The first commonly known underactuated finger was the Soft-Gripper designed by Shigeo Hirose in the late 1970s. The most common type of transmission mechanisms used in self-adaptive hands are linkages and tendons.

=== Kinetostatics ===
Underactuated fingers and hands are usually analyzed with respect to their kinetostatics (negligible kinetic energy, static analysis of a mechanism in motion) rather than the dynamics of the system, as the kinetic energy of these systems is generally negligible compared to the potential energy stored into the passive elements.
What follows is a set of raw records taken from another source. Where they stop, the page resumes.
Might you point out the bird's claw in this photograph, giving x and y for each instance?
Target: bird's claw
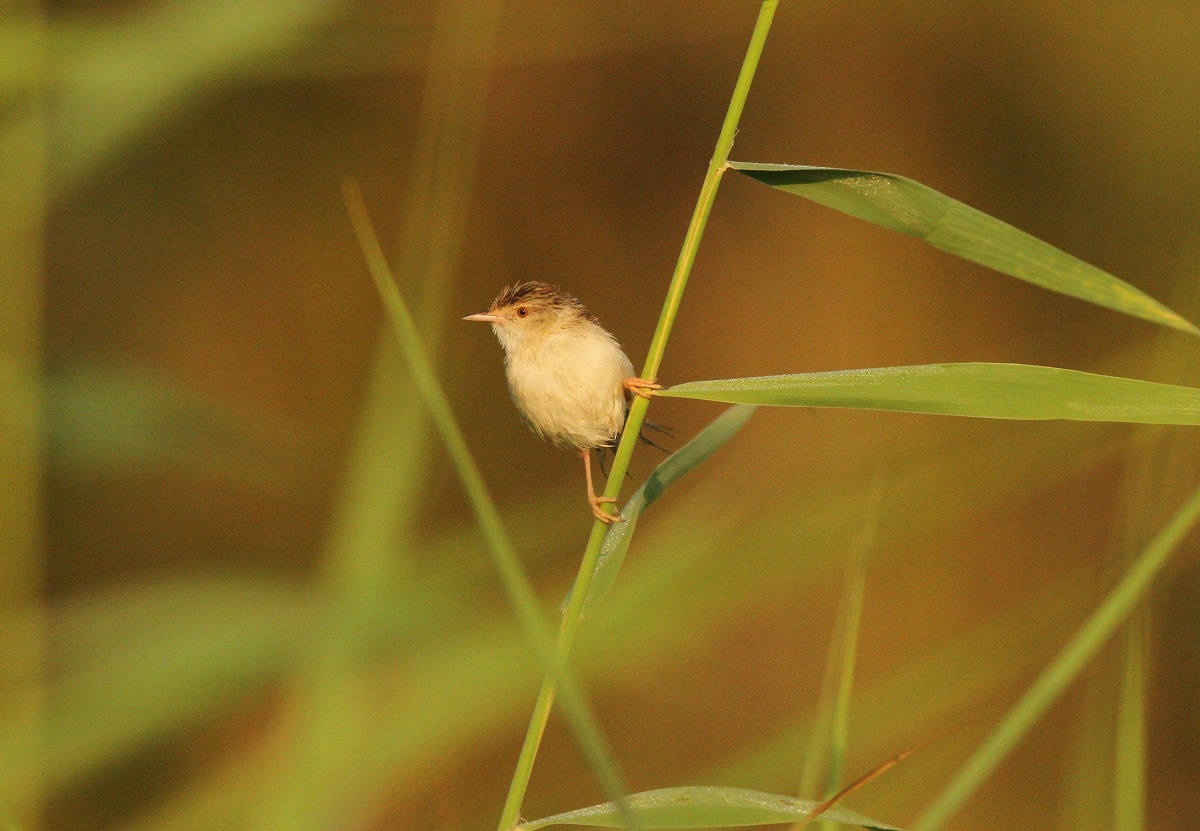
(599, 512)
(641, 387)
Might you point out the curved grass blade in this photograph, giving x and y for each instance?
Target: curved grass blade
(827, 749)
(520, 591)
(979, 390)
(1065, 668)
(693, 807)
(911, 208)
(617, 539)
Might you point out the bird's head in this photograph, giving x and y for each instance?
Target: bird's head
(529, 311)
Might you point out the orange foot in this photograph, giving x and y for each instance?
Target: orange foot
(641, 387)
(600, 513)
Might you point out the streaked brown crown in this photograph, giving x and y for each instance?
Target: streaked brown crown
(540, 296)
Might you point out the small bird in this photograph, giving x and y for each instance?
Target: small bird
(567, 374)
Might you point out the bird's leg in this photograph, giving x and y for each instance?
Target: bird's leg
(593, 500)
(641, 387)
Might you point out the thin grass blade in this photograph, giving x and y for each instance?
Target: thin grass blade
(1129, 763)
(911, 208)
(1065, 668)
(827, 751)
(616, 542)
(979, 390)
(520, 591)
(693, 807)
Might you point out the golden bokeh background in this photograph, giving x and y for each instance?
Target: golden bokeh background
(204, 330)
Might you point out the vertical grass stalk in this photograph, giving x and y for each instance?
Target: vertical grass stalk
(517, 586)
(574, 613)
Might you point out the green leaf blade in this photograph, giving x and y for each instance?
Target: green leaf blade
(695, 807)
(978, 390)
(911, 208)
(619, 534)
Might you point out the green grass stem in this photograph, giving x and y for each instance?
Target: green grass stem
(574, 613)
(516, 584)
(1063, 669)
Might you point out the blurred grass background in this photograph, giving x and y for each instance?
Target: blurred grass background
(241, 585)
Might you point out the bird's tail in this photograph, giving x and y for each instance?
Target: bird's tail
(611, 447)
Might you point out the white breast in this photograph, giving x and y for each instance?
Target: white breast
(569, 386)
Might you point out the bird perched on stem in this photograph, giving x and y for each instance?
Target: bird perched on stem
(568, 376)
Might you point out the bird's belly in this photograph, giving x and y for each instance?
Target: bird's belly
(571, 396)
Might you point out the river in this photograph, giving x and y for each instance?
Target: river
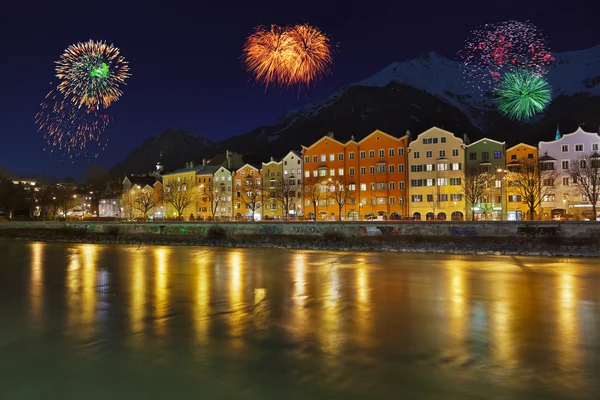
(81, 321)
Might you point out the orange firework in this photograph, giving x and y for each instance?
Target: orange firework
(312, 54)
(287, 56)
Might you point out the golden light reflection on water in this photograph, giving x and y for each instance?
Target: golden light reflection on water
(161, 295)
(81, 290)
(138, 291)
(568, 324)
(236, 298)
(202, 297)
(36, 282)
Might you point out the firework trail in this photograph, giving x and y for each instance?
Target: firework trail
(496, 49)
(287, 56)
(521, 95)
(90, 74)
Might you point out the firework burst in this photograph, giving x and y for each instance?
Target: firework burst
(289, 56)
(521, 94)
(91, 74)
(496, 49)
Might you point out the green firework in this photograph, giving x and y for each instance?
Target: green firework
(100, 72)
(521, 95)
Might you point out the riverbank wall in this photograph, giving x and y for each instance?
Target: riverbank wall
(568, 239)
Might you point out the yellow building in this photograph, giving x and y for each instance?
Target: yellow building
(436, 172)
(272, 175)
(517, 208)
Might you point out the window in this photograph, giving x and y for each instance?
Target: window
(456, 197)
(514, 198)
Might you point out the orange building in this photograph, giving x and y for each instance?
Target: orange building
(372, 170)
(517, 209)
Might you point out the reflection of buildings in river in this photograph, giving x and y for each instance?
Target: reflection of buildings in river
(161, 299)
(567, 321)
(81, 290)
(202, 298)
(36, 282)
(236, 298)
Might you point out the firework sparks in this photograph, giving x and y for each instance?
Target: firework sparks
(496, 49)
(522, 94)
(289, 56)
(91, 73)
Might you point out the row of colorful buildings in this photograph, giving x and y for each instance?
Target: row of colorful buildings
(379, 176)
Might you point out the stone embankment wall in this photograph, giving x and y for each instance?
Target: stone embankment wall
(568, 229)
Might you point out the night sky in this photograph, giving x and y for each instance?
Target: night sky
(185, 60)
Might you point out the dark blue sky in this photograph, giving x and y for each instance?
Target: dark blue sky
(186, 72)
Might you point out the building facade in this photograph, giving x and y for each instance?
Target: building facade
(566, 201)
(488, 157)
(436, 160)
(516, 206)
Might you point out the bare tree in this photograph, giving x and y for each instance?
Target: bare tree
(340, 192)
(585, 172)
(312, 191)
(473, 186)
(179, 196)
(251, 193)
(143, 200)
(532, 182)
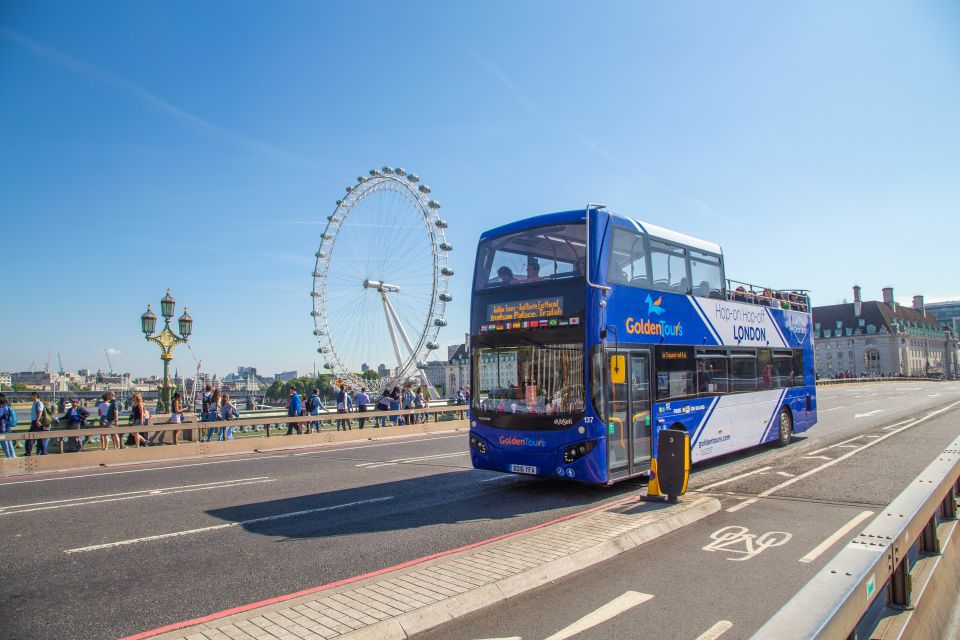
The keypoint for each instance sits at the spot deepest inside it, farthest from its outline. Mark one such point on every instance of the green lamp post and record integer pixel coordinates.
(167, 340)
The forces applied by each phalanx of an underactuated finger can be computed with the following expression:

$\mathbf{F}=\mathbf{J}^{-T}\mathbf{T}^{*T}\mathbf{t}$

where F is the vector made of the forces applied, J is the Jacobian matrix of the finger, T^{*} is the transmission matrix, and t is the torque vector made (actuator and passive elements).

=== Applications ===
A self-adaptive robotic hand, SARAH (Self-Adaptive Robot Auxiliary Hand), was designed and built to be part of the Dextre’s toolbox. Dextre is a robotic telemanipulator that resides at the end of CANADARM-2 on the International Space Station. The Yale OpenHand is an example of open source self-adaptive mechanisms that can be found online. Some companies are also selling self-adaptive hands for industrial purposes. Prosthetics is another application for self-adaptive hands. One known example is the SPRING (Self-Adaptive Prosthesis for Restoring Natural Grasping) hand.

== Other examples ==
Self-adaptive mechanisms can be used for other applications, such as walking robots.

Compliant mechanisms are another example of self-adaptive mechanisms, where the passive elements and the transmission mechanism are a single monolithic block.